30.2.2 Bouwwerken, geen gebouw zijnde
In afwijking van het bepaalde bij de andere bestemmingen (basisbestemmingen) mogen mogen er geen bouwwerken, geen gebouw zijnde worden gebouwd,
30.3 Afwijken van de bouwregels
-
Burgemeester en wethouders kunnen bij een omgevingsvergunning afwijken van het bepaalde in artikel 30.2 ten aanzien van het bouwen van bouwwerken en toestaan dat op of in deze gronden een bij de andere bestemming toelaatbaar bouwwerk wordt gebouwd, indien wordt aangetoond dat door het bouwen van de gronden de conditie, levensverwachting, groeiplaats en (beeld)kwaliteit van de boom of bomen niet worden aangetast;
-
Burgemeester en wethouders kunnen tevens bij een omgevingsvergunning afwijken van het gestelde in artikel 30.2 indien geoordeeld is dat de boom of bomen niet meer als waardevol is/zijn aan te merken.

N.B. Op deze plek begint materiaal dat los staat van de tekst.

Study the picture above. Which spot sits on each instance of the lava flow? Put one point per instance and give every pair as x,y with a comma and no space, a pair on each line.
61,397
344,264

Aan het verlenen van de vergunning kan de kap van de boom of bomen met daaraan gekoppeld een herplantplicht worden verbonden;
-
Ten behoeve van het verlenen van de omgevingsvergunning kunnen burgemeester en wethouders een bomen-effect-rapportage verlangen, waaruit blijkt dat de bouw geen onevenredige gevolgen heeft voor de levensvatbaarheid en de ruimtelijke of ecologische betekenis van de boom;
-
Burgemeester en wethouders kunnen bij het verlenen van een omgevingsvergunning nadere eisen stellen ten aanzien van:
-
de situering van bouwwerken;
-
de afmetingen van bouwwerken;
-
de aard van de verhardingen;
-
de fundering van bouwwerken;
-
de bescherming van de boom of bomen tijdens de bouwfase;
-
het onderhoud van de bomen na de bouwfase.
-
30.4 Omgevingsvergunning voor het uitvoeren van werken, geen bouwwerk zijnde, of van werkzaamheden
30.4.1 Verbod
-
Het is verboden zonder of in afwijking van een omgevingsvergunning de volgende werken, geen bouwwerken zijnde, of werkzaamheden uit te voeren:het aanbrengen van boven- en communicatieleidingen en daarmee verband houdende constructies, installaties en apparatuur;
-
het leggen van drainagebuizen;
-
het aanleggen en verharden van wegen, paden en het aanbrengen van andere oppervlakteverhardingen met een oppervlakte groter dan 100 m2;
-
het verlagen, afgraven, ophogen en egaliseren van de bodem en/of gronden;
-
het wijzigen van de grondwaterstand door bevloeiing, (bron)bemaling, drainage of andere wijze;
-
het uitvoeren van heiwerkzaamheden of het op andere wijze van indrijven van voorwerpen in de grond.
-
-
De werken en/of werkzaamheden zijn slechts toelaatbaar indien door die werken en werkzaamheden of de direct of indirect hieruit voortvloeiende gevolgen, geen onevenredige aantasting van de conditie, levensverwachting, groeiplaats en (beeld)kwaliteit van de boom of bomen plaatsvindt, danwel dat er ter plaatse of elders voldoende maatregelen worden getroffen, bijvoorbeeld herplant, om de genoemde aantasting(en) te compenseren.
-
Ten behoeve van het verlenen van de omgevingsvergunning kunnen burgemeester en wethouders een bomen-effect-rapportage verlangen, waaruit blijkt dat de bouw geen onevenredige gevolgen heeft voor de levensvatbaarheid en de ruimtelijke of ecologische betekenis van de boom.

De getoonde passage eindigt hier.